Typically a doctor will diagnose Alzheimer's in patients when certain symptoms such as memory or cognitive decline are present and other conditions are ruled out, since physical signs of Alzheimer's are often not present on MRI or other scans until later stages of the disease.

With the help of this new dye, called florbetapir (Amyvid), researchers at Duke University were able to detect early evidence of the disease in patients with mild or no cognitive impairment.

For the study, researchers tested the recently FDA-approved dye on 151 people, 69 of which had normal cognitive function, 51 who had been diagnosed with mild cognitive impairment, and 31 who already had Alzheimer's dementia.

The researchers used Positron Emission Tomography, or a PET scan, which uses radioactive dyes to create a 3D model of an organ's function. The dye is supposed to bind to amyloid plaques, which are a buildup of plaque that is a physical marker of Alzheimer's disease.

After scanning these patients at the study's beginning, the researchers followed up at 18 months and at 36 months into the study and found that patients who had evidence of plaque buildup on the initial PET scan did worse on cognitive tests than people who had no evidence of plaque at the trial's start. The study also revealed that 29 percent of patients with plaque on their scans developed Alzheimer's, compared to 10 percent of patients who started with no plaque.

For patients who were cognitively normal at the beginning of the study but had plaque on their initial scans, they too showed more mental decline at the 18-month follow-up. The findings are published online July 11 in Neurology. Final 36-month data will be presented this week at the Alzheimer's Association International Conference in Vancouver, Canada. The study was funded by Eli Lilly/Avid Radiopharmaceuticals, which markets the new dye.

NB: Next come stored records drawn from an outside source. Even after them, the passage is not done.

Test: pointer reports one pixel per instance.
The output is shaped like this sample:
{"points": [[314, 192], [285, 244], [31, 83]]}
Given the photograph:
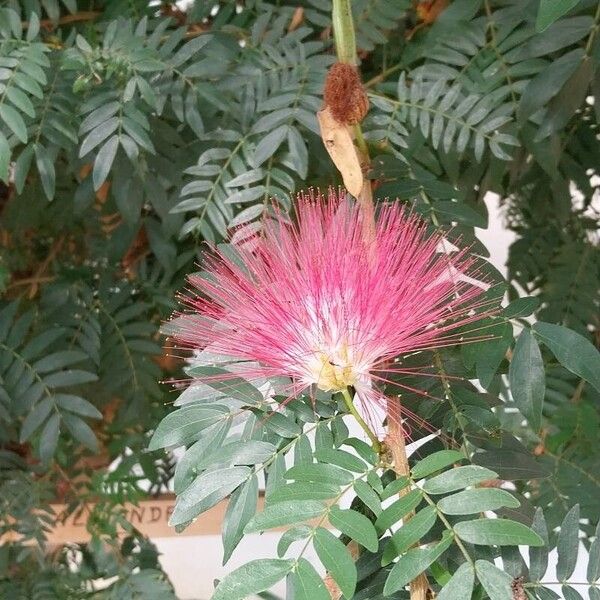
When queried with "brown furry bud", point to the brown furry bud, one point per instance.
{"points": [[345, 95]]}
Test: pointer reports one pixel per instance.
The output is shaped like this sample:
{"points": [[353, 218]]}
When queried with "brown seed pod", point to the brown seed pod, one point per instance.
{"points": [[344, 94]]}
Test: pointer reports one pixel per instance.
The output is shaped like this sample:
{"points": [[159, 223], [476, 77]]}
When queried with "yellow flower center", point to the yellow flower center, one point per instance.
{"points": [[333, 373]]}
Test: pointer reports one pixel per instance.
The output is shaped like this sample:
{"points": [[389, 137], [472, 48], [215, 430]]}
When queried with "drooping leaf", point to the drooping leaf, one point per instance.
{"points": [[337, 559], [307, 583], [285, 513], [460, 585], [495, 582], [572, 350], [412, 564], [436, 461], [527, 378], [355, 526], [567, 544], [498, 532], [252, 578], [458, 478], [477, 500]]}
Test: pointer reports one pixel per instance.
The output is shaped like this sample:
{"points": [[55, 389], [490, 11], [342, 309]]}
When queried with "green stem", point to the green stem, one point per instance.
{"points": [[343, 32], [352, 409]]}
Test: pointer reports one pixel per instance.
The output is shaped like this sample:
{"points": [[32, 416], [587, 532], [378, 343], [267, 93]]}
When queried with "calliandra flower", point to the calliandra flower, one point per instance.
{"points": [[314, 301]]}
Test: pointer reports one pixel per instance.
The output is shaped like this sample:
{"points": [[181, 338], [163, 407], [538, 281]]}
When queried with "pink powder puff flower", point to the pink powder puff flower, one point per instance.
{"points": [[319, 302]]}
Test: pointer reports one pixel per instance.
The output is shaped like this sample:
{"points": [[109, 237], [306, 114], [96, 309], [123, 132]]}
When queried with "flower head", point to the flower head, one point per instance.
{"points": [[320, 303]]}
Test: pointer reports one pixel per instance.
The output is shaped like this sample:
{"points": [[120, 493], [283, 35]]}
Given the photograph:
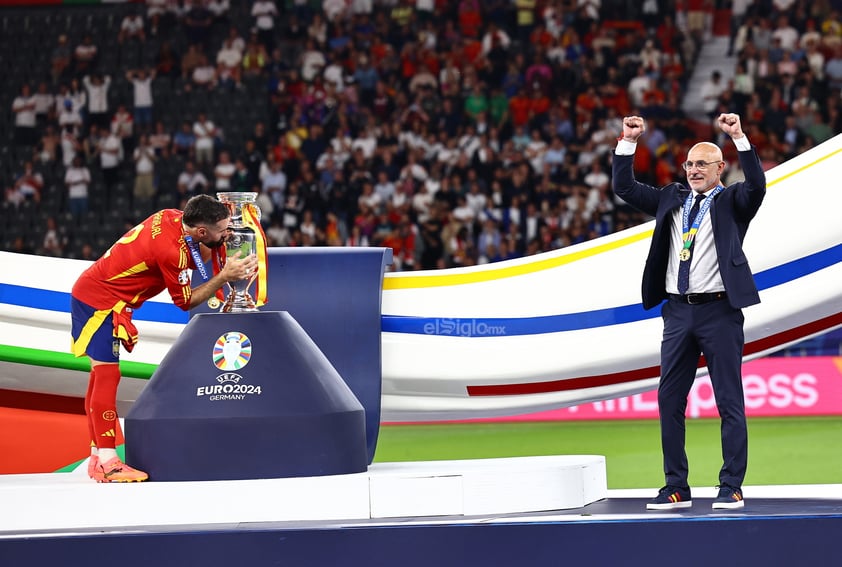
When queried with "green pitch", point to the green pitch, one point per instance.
{"points": [[793, 450]]}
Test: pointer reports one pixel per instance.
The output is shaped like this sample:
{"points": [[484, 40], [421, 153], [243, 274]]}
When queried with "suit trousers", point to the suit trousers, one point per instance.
{"points": [[714, 329]]}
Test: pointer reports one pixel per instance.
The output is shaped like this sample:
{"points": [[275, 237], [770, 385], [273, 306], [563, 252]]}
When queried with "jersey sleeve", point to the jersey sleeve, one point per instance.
{"points": [[175, 270]]}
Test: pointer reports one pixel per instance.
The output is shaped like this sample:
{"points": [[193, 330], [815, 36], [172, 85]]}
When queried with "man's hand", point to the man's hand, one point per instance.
{"points": [[237, 268], [633, 128], [730, 124]]}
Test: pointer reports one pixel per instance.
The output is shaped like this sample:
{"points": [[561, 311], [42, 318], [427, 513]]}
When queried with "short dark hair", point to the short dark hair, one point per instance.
{"points": [[204, 209]]}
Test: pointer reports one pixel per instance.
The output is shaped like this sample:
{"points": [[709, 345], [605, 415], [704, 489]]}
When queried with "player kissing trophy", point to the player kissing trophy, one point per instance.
{"points": [[246, 237]]}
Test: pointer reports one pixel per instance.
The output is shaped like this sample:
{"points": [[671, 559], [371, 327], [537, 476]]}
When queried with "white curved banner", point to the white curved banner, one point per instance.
{"points": [[536, 333]]}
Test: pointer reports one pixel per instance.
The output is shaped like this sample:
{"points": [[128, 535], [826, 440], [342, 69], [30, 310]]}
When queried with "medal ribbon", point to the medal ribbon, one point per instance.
{"points": [[197, 258], [200, 264], [251, 218], [689, 232]]}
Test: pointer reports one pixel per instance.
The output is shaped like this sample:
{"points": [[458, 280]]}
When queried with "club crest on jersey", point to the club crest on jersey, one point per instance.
{"points": [[232, 351]]}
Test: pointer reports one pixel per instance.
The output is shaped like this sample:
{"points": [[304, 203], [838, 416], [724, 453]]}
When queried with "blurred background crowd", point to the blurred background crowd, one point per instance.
{"points": [[455, 132]]}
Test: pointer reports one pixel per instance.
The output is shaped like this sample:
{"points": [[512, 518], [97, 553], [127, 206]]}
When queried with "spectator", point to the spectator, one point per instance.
{"points": [[85, 56], [144, 181], [29, 183], [197, 24], [110, 156], [26, 133], [141, 81], [132, 27], [76, 179], [228, 64], [161, 140], [203, 75], [161, 14], [191, 182], [54, 242], [205, 131], [191, 59], [97, 87], [184, 141], [224, 172], [48, 149], [264, 13], [60, 59]]}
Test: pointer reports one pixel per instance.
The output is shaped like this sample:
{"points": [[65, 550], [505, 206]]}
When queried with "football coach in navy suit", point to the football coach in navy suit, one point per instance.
{"points": [[696, 263]]}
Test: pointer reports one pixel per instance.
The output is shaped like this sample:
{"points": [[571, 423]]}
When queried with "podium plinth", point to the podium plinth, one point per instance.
{"points": [[245, 396]]}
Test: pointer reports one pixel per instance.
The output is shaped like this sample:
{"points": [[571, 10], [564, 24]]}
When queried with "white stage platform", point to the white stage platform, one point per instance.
{"points": [[66, 502]]}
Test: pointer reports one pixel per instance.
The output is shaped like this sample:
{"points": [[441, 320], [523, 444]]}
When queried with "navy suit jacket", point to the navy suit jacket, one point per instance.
{"points": [[731, 212]]}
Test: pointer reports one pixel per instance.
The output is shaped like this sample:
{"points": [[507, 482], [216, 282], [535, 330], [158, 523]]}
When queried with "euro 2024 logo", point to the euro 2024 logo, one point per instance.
{"points": [[232, 351]]}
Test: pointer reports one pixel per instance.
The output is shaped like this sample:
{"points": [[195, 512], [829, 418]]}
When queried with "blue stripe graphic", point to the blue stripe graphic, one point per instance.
{"points": [[515, 326], [60, 301], [475, 327]]}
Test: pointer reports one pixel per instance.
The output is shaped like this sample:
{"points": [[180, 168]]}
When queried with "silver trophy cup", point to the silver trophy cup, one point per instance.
{"points": [[242, 239]]}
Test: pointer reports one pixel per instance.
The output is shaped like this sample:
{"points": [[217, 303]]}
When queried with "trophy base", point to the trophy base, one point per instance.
{"points": [[238, 304]]}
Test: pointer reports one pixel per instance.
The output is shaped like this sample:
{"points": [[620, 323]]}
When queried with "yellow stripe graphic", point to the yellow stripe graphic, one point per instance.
{"points": [[441, 280]]}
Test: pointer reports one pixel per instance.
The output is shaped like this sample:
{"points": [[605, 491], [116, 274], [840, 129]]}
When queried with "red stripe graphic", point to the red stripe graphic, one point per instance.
{"points": [[585, 382]]}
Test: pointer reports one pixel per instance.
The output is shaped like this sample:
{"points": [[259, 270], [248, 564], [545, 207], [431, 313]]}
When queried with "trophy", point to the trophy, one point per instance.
{"points": [[246, 237]]}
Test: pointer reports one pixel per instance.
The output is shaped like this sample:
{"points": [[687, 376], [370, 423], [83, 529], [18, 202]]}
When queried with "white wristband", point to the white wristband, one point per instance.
{"points": [[625, 148], [743, 145]]}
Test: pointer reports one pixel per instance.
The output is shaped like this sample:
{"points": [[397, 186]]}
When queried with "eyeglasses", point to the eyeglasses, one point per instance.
{"points": [[699, 164]]}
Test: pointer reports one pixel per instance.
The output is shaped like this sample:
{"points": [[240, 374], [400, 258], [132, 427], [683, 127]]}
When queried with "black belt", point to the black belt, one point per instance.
{"points": [[696, 298]]}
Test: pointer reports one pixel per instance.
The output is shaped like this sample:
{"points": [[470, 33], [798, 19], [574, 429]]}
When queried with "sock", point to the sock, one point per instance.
{"points": [[106, 454], [104, 406], [91, 433]]}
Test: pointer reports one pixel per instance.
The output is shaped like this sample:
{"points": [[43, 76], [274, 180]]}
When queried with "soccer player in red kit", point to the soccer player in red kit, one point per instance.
{"points": [[155, 255]]}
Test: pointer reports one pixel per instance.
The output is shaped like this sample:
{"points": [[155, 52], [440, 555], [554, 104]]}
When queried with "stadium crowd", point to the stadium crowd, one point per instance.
{"points": [[455, 133]]}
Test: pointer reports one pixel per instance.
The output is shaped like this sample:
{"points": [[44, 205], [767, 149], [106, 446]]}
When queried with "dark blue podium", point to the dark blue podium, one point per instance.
{"points": [[245, 396], [291, 390]]}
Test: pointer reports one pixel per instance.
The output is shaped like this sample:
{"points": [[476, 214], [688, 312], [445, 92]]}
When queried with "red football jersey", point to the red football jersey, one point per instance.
{"points": [[148, 259]]}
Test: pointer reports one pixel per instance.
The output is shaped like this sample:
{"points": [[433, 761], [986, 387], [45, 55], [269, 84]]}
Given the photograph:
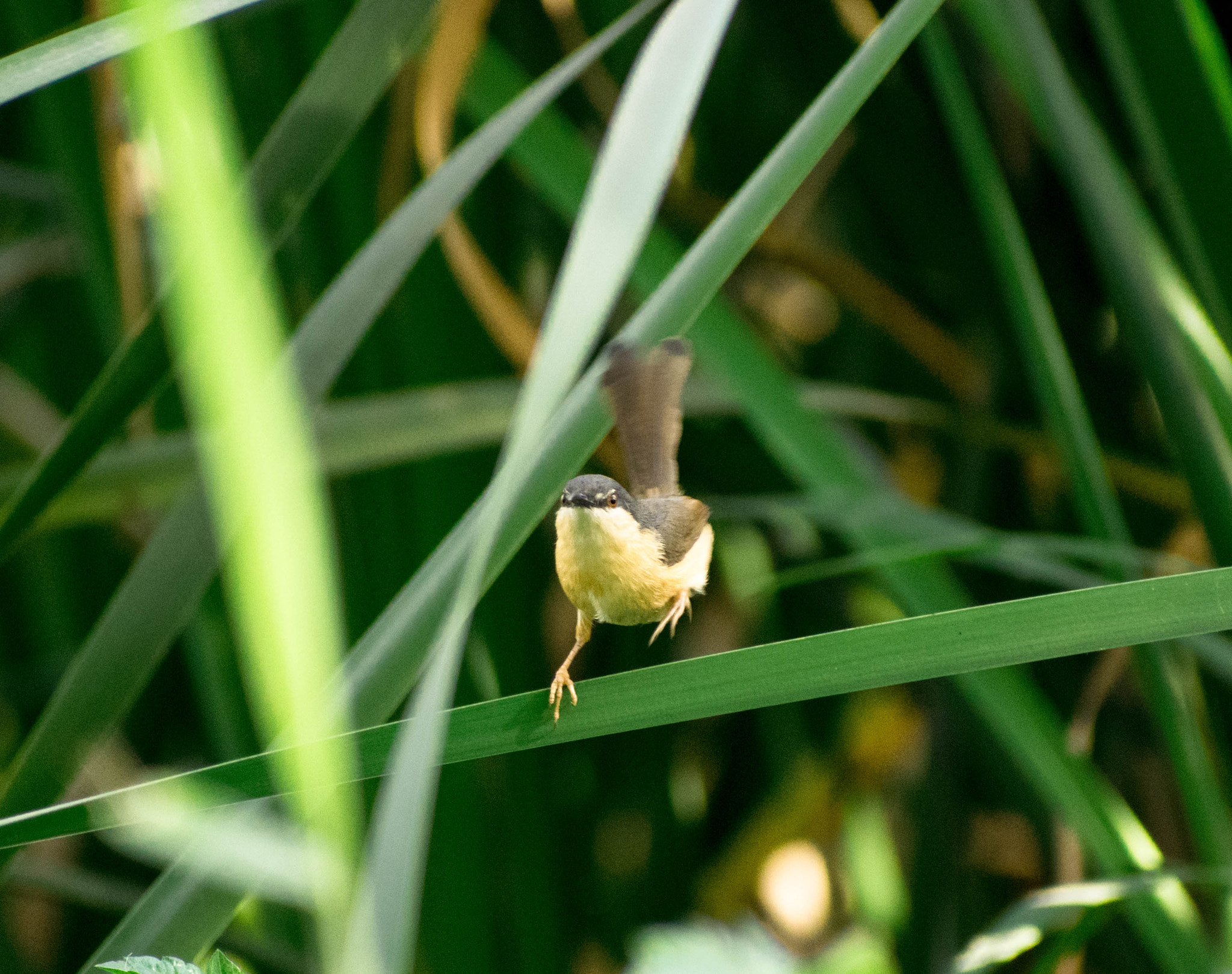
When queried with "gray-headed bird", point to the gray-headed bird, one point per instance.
{"points": [[631, 557]]}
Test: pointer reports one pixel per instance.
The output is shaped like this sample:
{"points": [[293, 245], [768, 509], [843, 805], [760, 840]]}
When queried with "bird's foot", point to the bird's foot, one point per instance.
{"points": [[673, 616], [556, 692]]}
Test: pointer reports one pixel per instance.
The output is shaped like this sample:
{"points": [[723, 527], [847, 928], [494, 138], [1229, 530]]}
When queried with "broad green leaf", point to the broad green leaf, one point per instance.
{"points": [[221, 963], [964, 641], [258, 460], [630, 176], [150, 966], [60, 57]]}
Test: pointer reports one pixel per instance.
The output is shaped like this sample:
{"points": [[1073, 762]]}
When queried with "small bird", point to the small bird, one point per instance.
{"points": [[631, 557]]}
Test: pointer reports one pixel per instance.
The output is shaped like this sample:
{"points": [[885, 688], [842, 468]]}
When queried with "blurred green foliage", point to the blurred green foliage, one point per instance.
{"points": [[553, 858]]}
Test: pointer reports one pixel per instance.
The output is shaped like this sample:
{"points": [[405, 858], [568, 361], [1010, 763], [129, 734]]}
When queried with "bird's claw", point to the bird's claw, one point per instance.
{"points": [[673, 616], [556, 692]]}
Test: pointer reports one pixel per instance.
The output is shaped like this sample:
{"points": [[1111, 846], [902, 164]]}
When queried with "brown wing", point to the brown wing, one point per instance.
{"points": [[645, 394], [678, 522]]}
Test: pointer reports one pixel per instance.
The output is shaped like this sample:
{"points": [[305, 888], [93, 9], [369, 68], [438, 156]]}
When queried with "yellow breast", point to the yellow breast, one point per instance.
{"points": [[610, 567]]}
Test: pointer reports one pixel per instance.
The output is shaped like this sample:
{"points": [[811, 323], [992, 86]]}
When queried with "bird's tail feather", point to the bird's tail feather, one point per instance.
{"points": [[645, 394]]}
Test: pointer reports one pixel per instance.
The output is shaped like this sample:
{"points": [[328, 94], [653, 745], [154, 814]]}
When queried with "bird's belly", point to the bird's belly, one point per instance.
{"points": [[611, 570]]}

The early detection of plaques that may predict cognitive decline could help guide care and treatment decisions for patients.

"Even at a short follow-up of 18 months we can see how the presence of amyloid plaques affects cognitive function," study co-author Dr. P. Murali Doraiswamy, professor of psychiatry at Duke, said in a press release. "Most people who come to the doctor with mild impairment really want to know the short-term prognosis and potential long-term effect."

However that knowledge could be devastating for people diagnosed early with the disease. Currently there is no cure for Alzheimer's and only two drugs on the market. There are three experimental drugs that are among the last ones remaining in final-stage trials, but if those results are negative, drug-makers may consider leaving the costly field out of frustration.

"For the most part we have been blind about who would progress and who wouldn't, so this approach is a step toward having a biomarker that predicts risk of decline in people who are experiencing cognitive impairment," Doraiswamy said.